Longer life expectancy is not just making retirement more expensive, it is hiking up the price of pension and insurance products for employers, many of whom are already reluctant to throw more money into what is increasingly seen as a financial black hole.
Mortality rates are improving by around one per cent each year, according to British consultancy Mercer, with those born between 1925 and 1940 experiencing a rate of around 3-4 per cent a year.
For employers faced with funding more pension scheme members for longer, this trend is making an enormous difference to the size of their pension liabilities – and means more companies than ever are simply deciding to cut their losses and run.
As new research by the UK Association of Consulting Actuaries (ACA) has found, more than eight out of 10 defined benefit, or final salary, pension schemes, have now been closed to new entrants, up from 68 per cent two years ago.
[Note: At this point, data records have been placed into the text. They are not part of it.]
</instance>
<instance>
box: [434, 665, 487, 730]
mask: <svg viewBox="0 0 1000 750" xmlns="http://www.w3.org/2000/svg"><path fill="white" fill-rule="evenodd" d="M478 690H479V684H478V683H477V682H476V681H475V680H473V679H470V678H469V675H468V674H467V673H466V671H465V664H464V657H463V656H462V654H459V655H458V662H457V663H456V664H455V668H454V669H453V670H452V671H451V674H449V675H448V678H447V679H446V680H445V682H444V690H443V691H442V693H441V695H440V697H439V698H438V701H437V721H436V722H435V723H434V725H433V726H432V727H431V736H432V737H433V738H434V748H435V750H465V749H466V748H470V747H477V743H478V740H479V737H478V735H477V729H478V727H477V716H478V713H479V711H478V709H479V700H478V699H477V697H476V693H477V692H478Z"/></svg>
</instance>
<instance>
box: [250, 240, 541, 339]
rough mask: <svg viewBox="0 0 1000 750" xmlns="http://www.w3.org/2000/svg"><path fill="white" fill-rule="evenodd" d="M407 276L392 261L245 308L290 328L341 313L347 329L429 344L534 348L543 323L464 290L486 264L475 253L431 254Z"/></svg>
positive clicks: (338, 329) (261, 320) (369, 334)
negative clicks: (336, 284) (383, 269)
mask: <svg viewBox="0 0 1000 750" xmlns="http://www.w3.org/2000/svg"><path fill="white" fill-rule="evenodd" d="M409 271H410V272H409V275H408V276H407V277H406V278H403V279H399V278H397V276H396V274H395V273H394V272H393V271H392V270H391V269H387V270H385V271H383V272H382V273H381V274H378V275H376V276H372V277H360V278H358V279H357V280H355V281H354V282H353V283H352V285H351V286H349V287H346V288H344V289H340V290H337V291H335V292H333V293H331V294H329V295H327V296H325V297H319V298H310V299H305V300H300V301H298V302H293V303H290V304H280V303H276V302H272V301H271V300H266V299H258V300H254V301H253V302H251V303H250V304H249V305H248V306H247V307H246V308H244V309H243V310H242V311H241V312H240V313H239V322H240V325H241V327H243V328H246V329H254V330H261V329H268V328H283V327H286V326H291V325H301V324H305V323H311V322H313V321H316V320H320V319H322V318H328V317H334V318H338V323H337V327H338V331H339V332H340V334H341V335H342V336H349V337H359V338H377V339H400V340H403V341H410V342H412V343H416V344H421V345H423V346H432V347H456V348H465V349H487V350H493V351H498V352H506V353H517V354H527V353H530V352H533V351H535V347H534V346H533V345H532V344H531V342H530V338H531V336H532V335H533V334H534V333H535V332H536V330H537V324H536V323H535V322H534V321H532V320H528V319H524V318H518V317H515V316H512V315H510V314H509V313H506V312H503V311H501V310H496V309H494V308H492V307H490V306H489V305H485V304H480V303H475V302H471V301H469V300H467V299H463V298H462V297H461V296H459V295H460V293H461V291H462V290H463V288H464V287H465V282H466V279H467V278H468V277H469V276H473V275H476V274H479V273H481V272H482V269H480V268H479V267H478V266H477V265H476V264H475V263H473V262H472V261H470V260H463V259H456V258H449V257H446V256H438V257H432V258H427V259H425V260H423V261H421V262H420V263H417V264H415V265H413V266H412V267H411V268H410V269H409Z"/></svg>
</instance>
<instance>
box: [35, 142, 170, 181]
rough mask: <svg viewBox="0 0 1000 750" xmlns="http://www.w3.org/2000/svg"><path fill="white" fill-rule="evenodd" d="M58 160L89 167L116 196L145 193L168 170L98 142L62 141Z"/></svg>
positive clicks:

The number of schemes also closed to future accruals from existing members is now 14 per cent, up from a tenth two years ago.
The recognition of longer life expectancy has led to the arrival on the market of a range of new insurance and investment-based products, pointed out Mercer.
But many had much higher costs and strict limitations, it added.
"Until recently, there has been a shortage of investors looking to offer a solution and 'buy' longevity risk," said Mercer principal Richard Giles.
"Investment banks and hedge funds are now also developing longevity derivatives and this could be an important step along a rapid path to allowing longevity risk to be traded," he added.
Some provided protection for a limited period, normally 10 or 15 years, while others were based on an index rather than being customised to a particular scheme, he explained.
"Some of the current options on the market may appear to come with a large price tag. Pension schemes will need to increase their understanding of the longevity risks they face to determine whether the price is worth paying," Giles said.
The research comes against a backdrop of already mounting costs. The ACA survey of 336 employers found a pattern of mounting pension costs for those employers running final salary schemes.
Over the past five years, the average employer contribution had nearly doubled from 11.5 per cent to 22.6 per cent of earnings, it said.